Middle age woamn dating younger guys Free local fuck dates no e mail required
The idea that young people like older people because of the financial security is irritating.One, because people who give a fuck about money are awful, and because I’ve met plenty of old, old dudes who are still doing the Somerset Maugham-y cheerful hobo routine. I like the Civil War, documentaries, and talking about whiskey as though it were a zaftig prostitute, so old guys and I get along.Besides, age has nothing to do with lifespan, and we could all get hit by a bus tomorrow, like those poor boys from O-Town. That is the opposite of what picking a person should be like.When you completely remove personality and individual experience from the equation and rely exclusively on stuff like "young," "blue eyes," and "no glasses," you end up with Robert, that weirdo in the beret.This kind of culling is even easier now that dating sites let us whittle our options down to the year.I contend that as long as nobody is being willfully creepy (I see you, guys in Ferrari hats), this kind of limitation is mega lame.I learned this from experience, but also from Ludacris.Like height or body type, age is one of those strange things about a person that we know they can’t help, but nevertheless handily use to write them off.

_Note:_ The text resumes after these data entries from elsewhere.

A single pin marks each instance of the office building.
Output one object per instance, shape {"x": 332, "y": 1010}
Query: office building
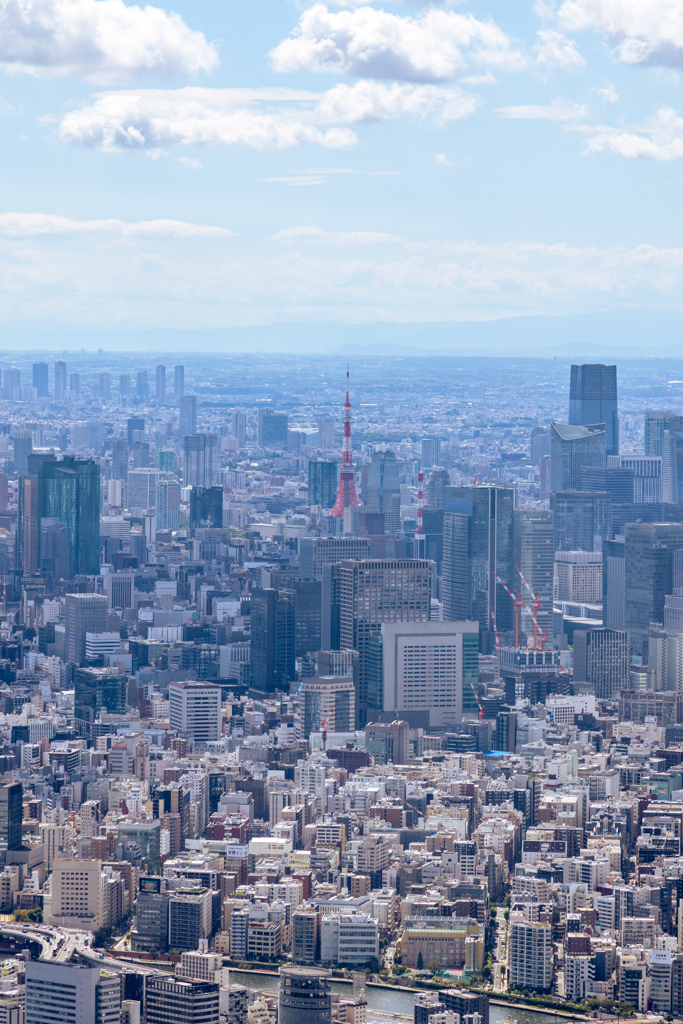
{"x": 161, "y": 385}
{"x": 178, "y": 383}
{"x": 330, "y": 699}
{"x": 200, "y": 454}
{"x": 478, "y": 531}
{"x": 430, "y": 672}
{"x": 572, "y": 449}
{"x": 322, "y": 482}
{"x": 195, "y": 711}
{"x": 582, "y": 519}
{"x": 379, "y": 591}
{"x": 271, "y": 428}
{"x": 602, "y": 657}
{"x": 69, "y": 492}
{"x": 206, "y": 508}
{"x": 83, "y": 613}
{"x": 75, "y": 993}
{"x": 239, "y": 428}
{"x": 272, "y": 639}
{"x": 59, "y": 380}
{"x": 383, "y": 489}
{"x": 187, "y": 415}
{"x": 97, "y": 691}
{"x": 314, "y": 552}
{"x": 40, "y": 379}
{"x": 176, "y": 1000}
{"x": 648, "y": 577}
{"x": 168, "y": 504}
{"x": 534, "y": 559}
{"x": 593, "y": 399}
{"x": 579, "y": 577}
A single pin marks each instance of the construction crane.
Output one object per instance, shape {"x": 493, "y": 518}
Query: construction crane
{"x": 535, "y": 608}
{"x": 518, "y": 602}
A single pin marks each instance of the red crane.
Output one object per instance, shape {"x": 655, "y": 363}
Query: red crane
{"x": 535, "y": 609}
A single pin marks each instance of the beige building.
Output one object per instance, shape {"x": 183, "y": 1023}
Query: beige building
{"x": 77, "y": 894}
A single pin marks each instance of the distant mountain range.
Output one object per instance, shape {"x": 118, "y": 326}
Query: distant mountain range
{"x": 623, "y": 334}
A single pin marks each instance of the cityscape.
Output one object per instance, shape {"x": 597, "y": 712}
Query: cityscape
{"x": 340, "y": 690}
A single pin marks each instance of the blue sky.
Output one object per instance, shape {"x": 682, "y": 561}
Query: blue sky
{"x": 235, "y": 163}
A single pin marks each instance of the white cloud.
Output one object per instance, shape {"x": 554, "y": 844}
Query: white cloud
{"x": 640, "y": 31}
{"x": 22, "y": 225}
{"x": 433, "y": 46}
{"x": 555, "y": 50}
{"x": 375, "y": 101}
{"x": 559, "y": 110}
{"x": 103, "y": 41}
{"x": 659, "y": 138}
{"x": 154, "y": 119}
{"x": 319, "y": 237}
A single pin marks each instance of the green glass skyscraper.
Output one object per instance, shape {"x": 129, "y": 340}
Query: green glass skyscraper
{"x": 69, "y": 492}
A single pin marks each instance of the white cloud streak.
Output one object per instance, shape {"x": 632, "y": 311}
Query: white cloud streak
{"x": 640, "y": 31}
{"x": 103, "y": 41}
{"x": 434, "y": 46}
{"x": 154, "y": 119}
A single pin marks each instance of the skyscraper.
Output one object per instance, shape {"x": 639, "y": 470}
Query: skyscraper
{"x": 40, "y": 379}
{"x": 322, "y": 481}
{"x": 200, "y": 453}
{"x": 384, "y": 489}
{"x": 187, "y": 415}
{"x": 593, "y": 399}
{"x": 376, "y": 591}
{"x": 161, "y": 385}
{"x": 69, "y": 492}
{"x": 178, "y": 382}
{"x": 648, "y": 576}
{"x": 572, "y": 448}
{"x": 272, "y": 639}
{"x": 59, "y": 380}
{"x": 478, "y": 544}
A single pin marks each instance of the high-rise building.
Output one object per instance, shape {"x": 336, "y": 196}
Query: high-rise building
{"x": 40, "y": 379}
{"x": 376, "y": 591}
{"x": 201, "y": 453}
{"x": 272, "y": 639}
{"x": 271, "y": 428}
{"x": 582, "y": 519}
{"x": 430, "y": 672}
{"x": 68, "y": 991}
{"x": 161, "y": 385}
{"x": 176, "y": 1000}
{"x": 69, "y": 492}
{"x": 602, "y": 657}
{"x": 571, "y": 449}
{"x": 187, "y": 423}
{"x": 59, "y": 380}
{"x": 84, "y": 613}
{"x": 593, "y": 399}
{"x": 322, "y": 482}
{"x": 168, "y": 504}
{"x": 383, "y": 492}
{"x": 534, "y": 559}
{"x": 206, "y": 507}
{"x": 178, "y": 382}
{"x": 477, "y": 546}
{"x": 648, "y": 576}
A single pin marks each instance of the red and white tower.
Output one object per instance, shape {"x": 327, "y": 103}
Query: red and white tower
{"x": 346, "y": 492}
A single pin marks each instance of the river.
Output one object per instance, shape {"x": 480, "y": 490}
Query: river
{"x": 392, "y": 1000}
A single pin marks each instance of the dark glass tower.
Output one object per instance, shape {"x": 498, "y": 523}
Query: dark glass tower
{"x": 69, "y": 492}
{"x": 593, "y": 399}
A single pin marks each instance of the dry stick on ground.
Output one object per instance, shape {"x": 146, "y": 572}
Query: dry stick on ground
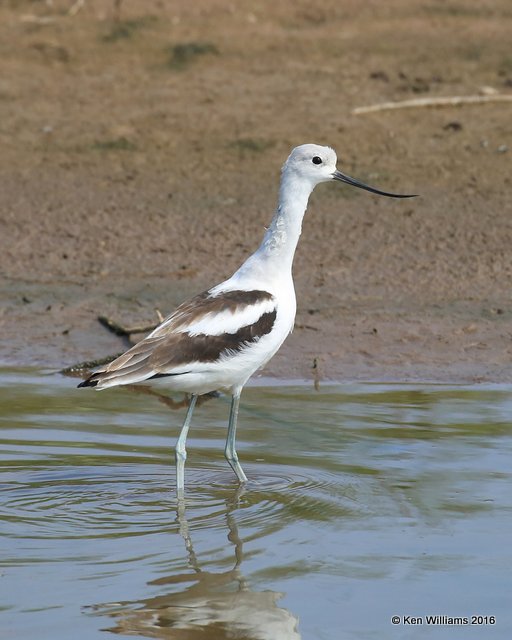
{"x": 448, "y": 101}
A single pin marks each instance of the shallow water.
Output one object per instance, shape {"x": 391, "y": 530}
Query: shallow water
{"x": 363, "y": 502}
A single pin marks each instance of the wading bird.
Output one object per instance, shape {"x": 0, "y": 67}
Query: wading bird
{"x": 218, "y": 339}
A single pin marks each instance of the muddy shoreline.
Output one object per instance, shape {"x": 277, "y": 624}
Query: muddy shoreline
{"x": 140, "y": 163}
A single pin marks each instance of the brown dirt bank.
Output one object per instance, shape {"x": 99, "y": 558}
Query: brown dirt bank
{"x": 139, "y": 163}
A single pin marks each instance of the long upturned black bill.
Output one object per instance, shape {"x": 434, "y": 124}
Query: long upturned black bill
{"x": 337, "y": 175}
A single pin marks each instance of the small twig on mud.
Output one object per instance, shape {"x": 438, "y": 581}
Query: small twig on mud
{"x": 120, "y": 330}
{"x": 448, "y": 101}
{"x": 78, "y": 369}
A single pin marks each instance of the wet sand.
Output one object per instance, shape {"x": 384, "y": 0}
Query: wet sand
{"x": 140, "y": 162}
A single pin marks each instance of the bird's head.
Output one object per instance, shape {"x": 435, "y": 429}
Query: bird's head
{"x": 314, "y": 164}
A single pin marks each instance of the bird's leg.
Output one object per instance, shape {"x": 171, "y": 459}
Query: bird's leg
{"x": 230, "y": 451}
{"x": 181, "y": 452}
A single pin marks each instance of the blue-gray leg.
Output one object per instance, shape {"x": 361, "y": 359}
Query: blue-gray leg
{"x": 230, "y": 450}
{"x": 181, "y": 452}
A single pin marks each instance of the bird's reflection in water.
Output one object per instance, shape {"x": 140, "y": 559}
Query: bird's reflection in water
{"x": 216, "y": 606}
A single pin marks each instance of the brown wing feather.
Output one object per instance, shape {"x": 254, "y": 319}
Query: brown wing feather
{"x": 169, "y": 346}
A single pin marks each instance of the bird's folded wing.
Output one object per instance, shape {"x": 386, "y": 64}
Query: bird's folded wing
{"x": 202, "y": 331}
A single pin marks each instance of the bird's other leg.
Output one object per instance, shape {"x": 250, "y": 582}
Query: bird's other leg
{"x": 181, "y": 451}
{"x": 230, "y": 450}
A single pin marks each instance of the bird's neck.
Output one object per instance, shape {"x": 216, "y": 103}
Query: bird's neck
{"x": 277, "y": 249}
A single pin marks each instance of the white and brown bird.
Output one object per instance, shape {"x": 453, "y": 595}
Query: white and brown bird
{"x": 218, "y": 339}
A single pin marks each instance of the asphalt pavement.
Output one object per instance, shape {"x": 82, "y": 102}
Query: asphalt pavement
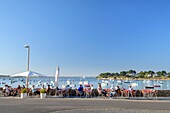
{"x": 82, "y": 105}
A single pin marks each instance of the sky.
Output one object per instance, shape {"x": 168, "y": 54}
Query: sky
{"x": 84, "y": 37}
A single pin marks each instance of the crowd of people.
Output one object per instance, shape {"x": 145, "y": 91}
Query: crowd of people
{"x": 80, "y": 91}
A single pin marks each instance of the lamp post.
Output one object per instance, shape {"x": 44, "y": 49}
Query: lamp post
{"x": 28, "y": 47}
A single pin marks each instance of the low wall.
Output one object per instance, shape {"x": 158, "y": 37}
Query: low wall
{"x": 160, "y": 93}
{"x": 163, "y": 93}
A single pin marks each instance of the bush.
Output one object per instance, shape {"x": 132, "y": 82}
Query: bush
{"x": 42, "y": 91}
{"x": 24, "y": 90}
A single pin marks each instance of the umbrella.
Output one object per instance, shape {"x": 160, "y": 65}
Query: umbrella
{"x": 28, "y": 74}
{"x": 56, "y": 76}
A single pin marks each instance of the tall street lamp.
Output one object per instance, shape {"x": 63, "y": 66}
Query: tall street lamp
{"x": 28, "y": 47}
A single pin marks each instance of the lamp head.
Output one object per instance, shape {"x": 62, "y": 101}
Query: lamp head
{"x": 27, "y": 46}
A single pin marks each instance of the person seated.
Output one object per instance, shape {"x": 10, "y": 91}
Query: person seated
{"x": 34, "y": 91}
{"x": 130, "y": 88}
{"x": 18, "y": 90}
{"x": 80, "y": 90}
{"x": 66, "y": 91}
{"x": 48, "y": 90}
{"x": 101, "y": 91}
{"x": 130, "y": 93}
{"x": 118, "y": 91}
{"x": 112, "y": 92}
{"x": 6, "y": 90}
{"x": 58, "y": 91}
{"x": 88, "y": 92}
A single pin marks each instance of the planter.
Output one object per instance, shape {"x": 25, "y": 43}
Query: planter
{"x": 42, "y": 95}
{"x": 23, "y": 95}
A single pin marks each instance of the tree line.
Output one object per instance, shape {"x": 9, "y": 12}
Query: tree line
{"x": 134, "y": 74}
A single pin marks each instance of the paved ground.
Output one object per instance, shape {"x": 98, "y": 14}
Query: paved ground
{"x": 77, "y": 105}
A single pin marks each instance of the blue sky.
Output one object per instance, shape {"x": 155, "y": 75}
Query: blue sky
{"x": 84, "y": 37}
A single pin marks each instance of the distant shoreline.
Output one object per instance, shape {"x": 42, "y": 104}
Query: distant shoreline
{"x": 133, "y": 78}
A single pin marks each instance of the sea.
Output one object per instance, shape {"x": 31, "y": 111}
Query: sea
{"x": 74, "y": 82}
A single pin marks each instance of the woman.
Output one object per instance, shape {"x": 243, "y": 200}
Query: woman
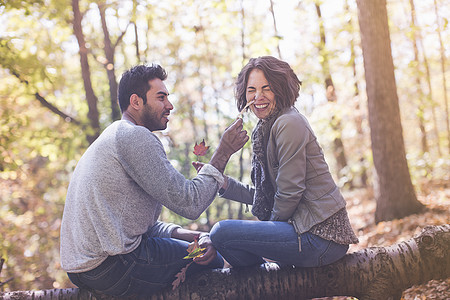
{"x": 305, "y": 220}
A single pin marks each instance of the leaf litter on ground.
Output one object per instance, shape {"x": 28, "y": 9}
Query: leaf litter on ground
{"x": 361, "y": 207}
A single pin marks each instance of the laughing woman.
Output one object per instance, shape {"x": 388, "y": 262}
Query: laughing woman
{"x": 305, "y": 222}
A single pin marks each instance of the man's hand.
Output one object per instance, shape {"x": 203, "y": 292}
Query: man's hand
{"x": 210, "y": 254}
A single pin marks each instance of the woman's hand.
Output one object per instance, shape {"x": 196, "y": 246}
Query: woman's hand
{"x": 197, "y": 165}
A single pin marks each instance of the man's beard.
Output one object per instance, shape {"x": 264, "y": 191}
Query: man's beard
{"x": 151, "y": 120}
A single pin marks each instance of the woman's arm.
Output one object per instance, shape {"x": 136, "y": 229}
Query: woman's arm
{"x": 291, "y": 135}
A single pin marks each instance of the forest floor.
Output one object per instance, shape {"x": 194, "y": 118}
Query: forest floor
{"x": 361, "y": 208}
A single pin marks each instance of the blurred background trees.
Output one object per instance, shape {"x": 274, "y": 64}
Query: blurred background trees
{"x": 60, "y": 62}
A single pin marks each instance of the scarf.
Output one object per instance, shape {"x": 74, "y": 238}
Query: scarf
{"x": 264, "y": 190}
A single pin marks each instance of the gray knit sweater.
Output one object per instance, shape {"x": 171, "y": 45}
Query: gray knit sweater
{"x": 116, "y": 194}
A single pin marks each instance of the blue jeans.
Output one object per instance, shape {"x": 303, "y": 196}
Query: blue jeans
{"x": 149, "y": 268}
{"x": 244, "y": 243}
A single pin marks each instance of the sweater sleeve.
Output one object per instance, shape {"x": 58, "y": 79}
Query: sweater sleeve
{"x": 162, "y": 229}
{"x": 142, "y": 156}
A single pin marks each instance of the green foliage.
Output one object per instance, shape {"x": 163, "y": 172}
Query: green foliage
{"x": 203, "y": 45}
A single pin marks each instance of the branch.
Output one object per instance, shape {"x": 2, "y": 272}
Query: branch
{"x": 119, "y": 39}
{"x": 372, "y": 273}
{"x": 47, "y": 104}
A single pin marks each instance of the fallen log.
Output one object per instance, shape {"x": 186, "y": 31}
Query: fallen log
{"x": 372, "y": 273}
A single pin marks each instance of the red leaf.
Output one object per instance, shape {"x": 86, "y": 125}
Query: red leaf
{"x": 200, "y": 149}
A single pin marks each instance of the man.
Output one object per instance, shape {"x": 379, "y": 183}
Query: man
{"x": 111, "y": 239}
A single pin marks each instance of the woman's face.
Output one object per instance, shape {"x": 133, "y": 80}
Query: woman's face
{"x": 258, "y": 89}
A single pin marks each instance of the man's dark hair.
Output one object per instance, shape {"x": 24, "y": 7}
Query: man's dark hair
{"x": 135, "y": 81}
{"x": 282, "y": 81}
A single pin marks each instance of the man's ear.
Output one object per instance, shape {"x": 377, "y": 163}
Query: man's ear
{"x": 136, "y": 102}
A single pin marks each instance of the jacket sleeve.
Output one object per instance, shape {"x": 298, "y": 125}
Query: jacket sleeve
{"x": 291, "y": 138}
{"x": 238, "y": 191}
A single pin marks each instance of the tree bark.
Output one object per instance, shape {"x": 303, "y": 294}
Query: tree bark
{"x": 338, "y": 145}
{"x": 359, "y": 116}
{"x": 444, "y": 80}
{"x": 91, "y": 98}
{"x": 109, "y": 64}
{"x": 418, "y": 86}
{"x": 394, "y": 191}
{"x": 372, "y": 273}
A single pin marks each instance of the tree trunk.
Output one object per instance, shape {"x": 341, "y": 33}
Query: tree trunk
{"x": 109, "y": 64}
{"x": 372, "y": 273}
{"x": 338, "y": 145}
{"x": 91, "y": 99}
{"x": 394, "y": 191}
{"x": 444, "y": 80}
{"x": 277, "y": 36}
{"x": 358, "y": 115}
{"x": 418, "y": 84}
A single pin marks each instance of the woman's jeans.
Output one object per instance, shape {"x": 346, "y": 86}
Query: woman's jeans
{"x": 244, "y": 243}
{"x": 149, "y": 268}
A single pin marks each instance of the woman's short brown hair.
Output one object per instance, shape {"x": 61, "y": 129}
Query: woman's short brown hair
{"x": 282, "y": 81}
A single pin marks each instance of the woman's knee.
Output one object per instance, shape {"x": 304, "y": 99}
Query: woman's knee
{"x": 222, "y": 231}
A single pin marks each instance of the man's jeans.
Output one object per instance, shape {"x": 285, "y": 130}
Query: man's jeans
{"x": 149, "y": 268}
{"x": 244, "y": 243}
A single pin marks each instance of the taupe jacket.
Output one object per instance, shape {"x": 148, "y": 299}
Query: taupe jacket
{"x": 305, "y": 192}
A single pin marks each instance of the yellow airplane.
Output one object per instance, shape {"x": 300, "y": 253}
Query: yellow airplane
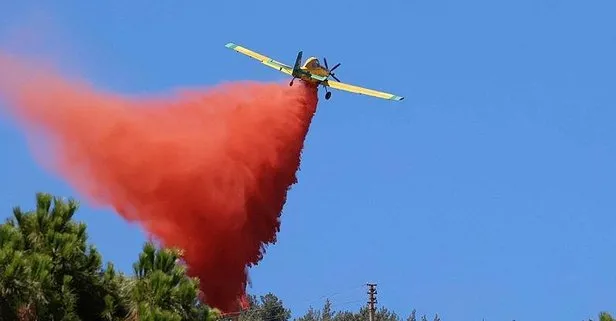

But if you’re not into someone because of the arbitrary time in which their parents created them—well, more tasty imperfect flesh for the rest of us.The only reason a guy is obligated to pay for a woman’s dinner in this day and age is because it’s his turn, it’s her birthday, or because he’s a maître d’ who spilled something on her.Women who feel otherwise are the reason we get paid 89 cents to their dollar.Admittedly, I prefer older guys, only because they tend to be fully fused, like a human skull.You know generally what you’re going to get from someone by a certain age, because they’ve fully committed to their personalities.
I know many smoking-hot middle-aged people who are emotional teenagers.